One Year of Experience with Geothermal
We have just completed all the arithmetic for the first year of operation with geothermal in our new home. Our home replaces a smaller 50-year old home on the same lot. The old home had 4 inch fibreglass batt insulation retrofitting in some but not all walls and R28 fibreglass blown into the attic. The new home has an excellent air seal, 2x4 walls insulated with fibreglass batts, and R40 blown-in fibreglass in the attic. The new home has a high efficiency pleated filter, humidifier, and a UV sanitizer in plenum. The old home had the standard $5 fibreglass pad filter in the air handler for the furnace, and no other enhancements.

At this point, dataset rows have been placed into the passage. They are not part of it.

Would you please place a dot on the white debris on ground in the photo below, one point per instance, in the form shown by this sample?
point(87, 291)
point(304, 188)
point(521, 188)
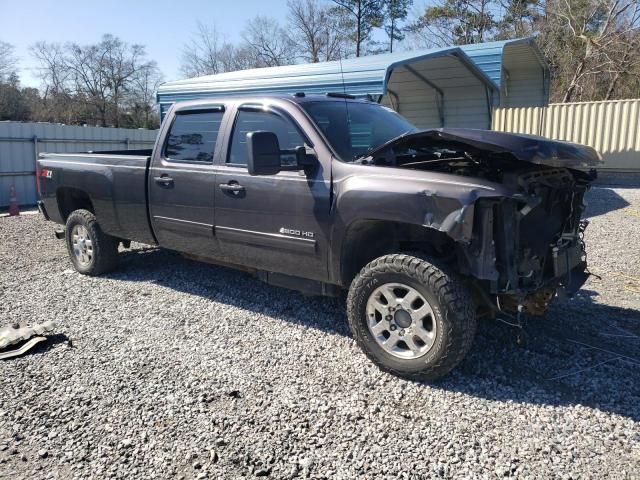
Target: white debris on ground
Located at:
point(173, 369)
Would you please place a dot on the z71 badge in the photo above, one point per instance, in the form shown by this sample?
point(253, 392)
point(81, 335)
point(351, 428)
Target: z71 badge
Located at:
point(297, 233)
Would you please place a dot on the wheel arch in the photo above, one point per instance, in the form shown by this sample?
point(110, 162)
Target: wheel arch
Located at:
point(366, 239)
point(70, 199)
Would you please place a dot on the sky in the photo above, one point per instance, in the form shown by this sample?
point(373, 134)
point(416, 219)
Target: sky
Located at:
point(163, 26)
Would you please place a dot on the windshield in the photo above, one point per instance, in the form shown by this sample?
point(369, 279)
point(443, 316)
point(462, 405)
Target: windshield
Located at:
point(354, 128)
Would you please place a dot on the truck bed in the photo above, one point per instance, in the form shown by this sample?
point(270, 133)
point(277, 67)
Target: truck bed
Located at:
point(115, 181)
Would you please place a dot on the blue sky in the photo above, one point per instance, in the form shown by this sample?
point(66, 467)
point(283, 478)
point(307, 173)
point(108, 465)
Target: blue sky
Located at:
point(163, 26)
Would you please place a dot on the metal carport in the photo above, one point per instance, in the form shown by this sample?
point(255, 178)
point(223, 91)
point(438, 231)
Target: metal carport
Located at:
point(453, 86)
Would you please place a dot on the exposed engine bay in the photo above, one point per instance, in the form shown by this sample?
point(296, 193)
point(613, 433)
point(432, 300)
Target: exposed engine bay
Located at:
point(525, 245)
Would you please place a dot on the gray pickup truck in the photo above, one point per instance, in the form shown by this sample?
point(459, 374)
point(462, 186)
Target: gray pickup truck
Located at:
point(425, 230)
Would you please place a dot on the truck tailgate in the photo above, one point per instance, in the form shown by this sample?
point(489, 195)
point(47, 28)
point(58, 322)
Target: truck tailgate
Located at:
point(115, 183)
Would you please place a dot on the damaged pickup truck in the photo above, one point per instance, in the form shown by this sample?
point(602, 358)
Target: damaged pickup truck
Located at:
point(425, 230)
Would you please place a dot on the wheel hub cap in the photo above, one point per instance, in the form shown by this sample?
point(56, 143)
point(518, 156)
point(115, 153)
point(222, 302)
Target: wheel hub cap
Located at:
point(401, 320)
point(81, 245)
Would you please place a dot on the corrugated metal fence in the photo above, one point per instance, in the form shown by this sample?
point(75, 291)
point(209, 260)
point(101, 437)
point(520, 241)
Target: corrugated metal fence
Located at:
point(20, 144)
point(610, 127)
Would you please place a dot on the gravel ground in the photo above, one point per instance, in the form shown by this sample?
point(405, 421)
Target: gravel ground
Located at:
point(173, 369)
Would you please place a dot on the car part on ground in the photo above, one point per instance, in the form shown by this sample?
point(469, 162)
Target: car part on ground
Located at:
point(22, 339)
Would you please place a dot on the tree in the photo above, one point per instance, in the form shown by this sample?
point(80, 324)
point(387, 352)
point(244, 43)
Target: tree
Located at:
point(8, 62)
point(395, 11)
point(268, 43)
point(93, 83)
point(519, 18)
point(591, 45)
point(317, 31)
point(366, 15)
point(455, 22)
point(202, 55)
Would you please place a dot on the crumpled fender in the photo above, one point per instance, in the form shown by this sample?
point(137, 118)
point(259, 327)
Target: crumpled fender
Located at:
point(439, 201)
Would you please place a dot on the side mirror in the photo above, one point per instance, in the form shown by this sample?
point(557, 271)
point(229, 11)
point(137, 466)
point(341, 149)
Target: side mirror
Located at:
point(305, 158)
point(264, 153)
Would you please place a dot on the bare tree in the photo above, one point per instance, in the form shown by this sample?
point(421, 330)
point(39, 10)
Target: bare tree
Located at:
point(317, 30)
point(454, 22)
point(140, 101)
point(91, 83)
point(395, 11)
point(590, 44)
point(201, 56)
point(8, 62)
point(269, 42)
point(365, 15)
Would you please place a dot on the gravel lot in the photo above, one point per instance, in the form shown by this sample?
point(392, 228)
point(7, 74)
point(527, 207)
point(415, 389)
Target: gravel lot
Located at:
point(169, 368)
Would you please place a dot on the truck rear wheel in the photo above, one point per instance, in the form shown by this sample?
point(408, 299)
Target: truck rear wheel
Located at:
point(411, 317)
point(92, 251)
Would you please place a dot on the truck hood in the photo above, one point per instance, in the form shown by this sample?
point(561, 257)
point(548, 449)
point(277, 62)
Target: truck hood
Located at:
point(525, 148)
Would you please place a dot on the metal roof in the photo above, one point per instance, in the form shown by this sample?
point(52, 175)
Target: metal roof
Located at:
point(358, 76)
point(363, 75)
point(489, 56)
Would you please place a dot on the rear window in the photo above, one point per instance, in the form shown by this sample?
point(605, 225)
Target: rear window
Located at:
point(193, 136)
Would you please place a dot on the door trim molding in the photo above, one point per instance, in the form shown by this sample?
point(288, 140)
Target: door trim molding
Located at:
point(267, 240)
point(179, 225)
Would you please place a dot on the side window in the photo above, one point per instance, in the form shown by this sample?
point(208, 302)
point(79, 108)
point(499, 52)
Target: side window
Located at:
point(193, 136)
point(288, 134)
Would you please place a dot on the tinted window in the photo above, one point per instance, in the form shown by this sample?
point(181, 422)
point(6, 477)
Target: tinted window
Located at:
point(193, 136)
point(288, 135)
point(353, 128)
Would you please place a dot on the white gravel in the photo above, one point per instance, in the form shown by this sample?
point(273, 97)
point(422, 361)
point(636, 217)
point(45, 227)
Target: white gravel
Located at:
point(170, 368)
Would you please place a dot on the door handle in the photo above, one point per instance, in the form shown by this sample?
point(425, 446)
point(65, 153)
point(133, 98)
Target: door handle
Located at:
point(164, 180)
point(231, 187)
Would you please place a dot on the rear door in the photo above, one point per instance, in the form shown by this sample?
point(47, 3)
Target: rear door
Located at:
point(182, 181)
point(276, 222)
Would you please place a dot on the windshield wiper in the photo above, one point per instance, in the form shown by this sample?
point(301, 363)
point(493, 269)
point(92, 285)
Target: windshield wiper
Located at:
point(373, 149)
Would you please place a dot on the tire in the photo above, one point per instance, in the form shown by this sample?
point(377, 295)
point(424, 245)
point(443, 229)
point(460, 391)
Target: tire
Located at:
point(84, 235)
point(442, 317)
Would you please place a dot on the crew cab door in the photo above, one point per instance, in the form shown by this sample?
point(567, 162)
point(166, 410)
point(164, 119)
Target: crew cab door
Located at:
point(182, 181)
point(276, 223)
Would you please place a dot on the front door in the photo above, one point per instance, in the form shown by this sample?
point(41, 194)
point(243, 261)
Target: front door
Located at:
point(277, 222)
point(182, 182)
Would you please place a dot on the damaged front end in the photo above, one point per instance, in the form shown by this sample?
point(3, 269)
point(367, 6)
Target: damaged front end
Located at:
point(526, 242)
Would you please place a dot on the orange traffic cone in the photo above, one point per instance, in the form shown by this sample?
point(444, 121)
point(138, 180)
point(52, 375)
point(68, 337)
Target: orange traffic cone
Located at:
point(13, 202)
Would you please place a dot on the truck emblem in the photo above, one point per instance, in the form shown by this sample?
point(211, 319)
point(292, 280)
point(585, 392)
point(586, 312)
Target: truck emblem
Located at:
point(297, 233)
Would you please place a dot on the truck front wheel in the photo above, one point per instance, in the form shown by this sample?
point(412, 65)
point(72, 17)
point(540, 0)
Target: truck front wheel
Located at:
point(411, 317)
point(92, 251)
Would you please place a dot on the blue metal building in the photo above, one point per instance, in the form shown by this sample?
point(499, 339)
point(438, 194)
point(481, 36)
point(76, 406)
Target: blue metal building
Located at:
point(453, 86)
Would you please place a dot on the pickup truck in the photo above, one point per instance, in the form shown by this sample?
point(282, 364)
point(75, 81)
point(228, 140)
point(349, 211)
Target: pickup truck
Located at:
point(424, 230)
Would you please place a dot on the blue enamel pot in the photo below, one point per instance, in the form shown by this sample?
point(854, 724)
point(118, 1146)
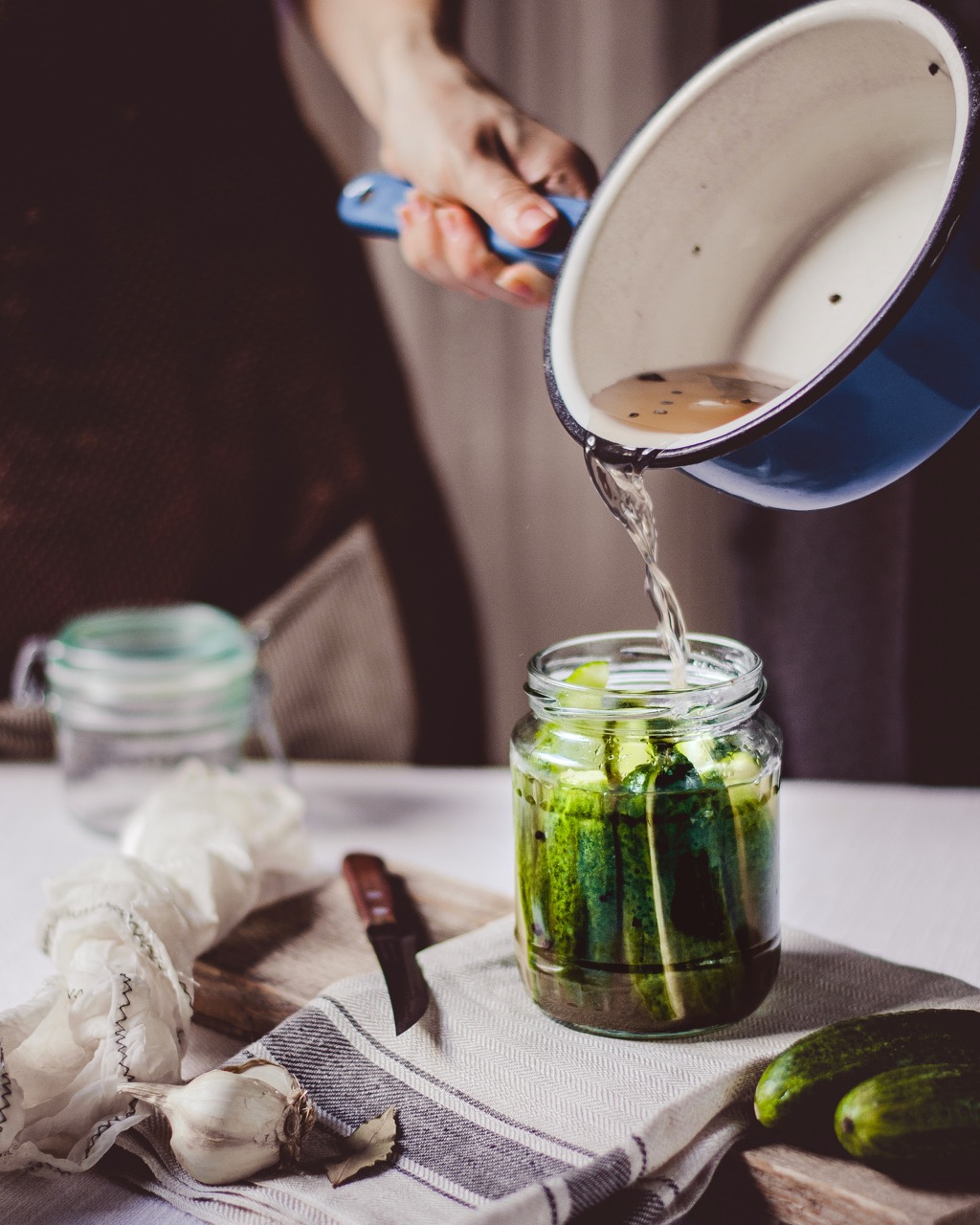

The old home was 2050 SF on 2 floors; the new one is 4771 on 3. The new home has aircon and an ERV, the old one had neither. The new home has electric hot water augmented by the geothermal system, the old home had natural gas furnace and hot water. The old home had 2 direct vent gas fireplaces, the new has one. Our climate is very similar to Seattle's.
Total energy cost in the old home was $140 per month (average of last 12 months in the home) while energy in the new one cost us $130 per month (average of first 12 months in the home). If we adjust these costs for the price increases in electricity (up 9%) and natural gas (up 7%) that occurred after the old home was demolished but before we moved into the new home, the price comparison is even more favourable. Before building we estimated the payback period for our geothermal unit at 8 to 12 years, depending on the rate of price increases for electricity and natural gas. That calculation still looks about right with the first year of energy costs known.
The geothermal system has functioned flawlessly after an initial glitch caused by a refrigerant leak that was found in the unit when first started up after installation.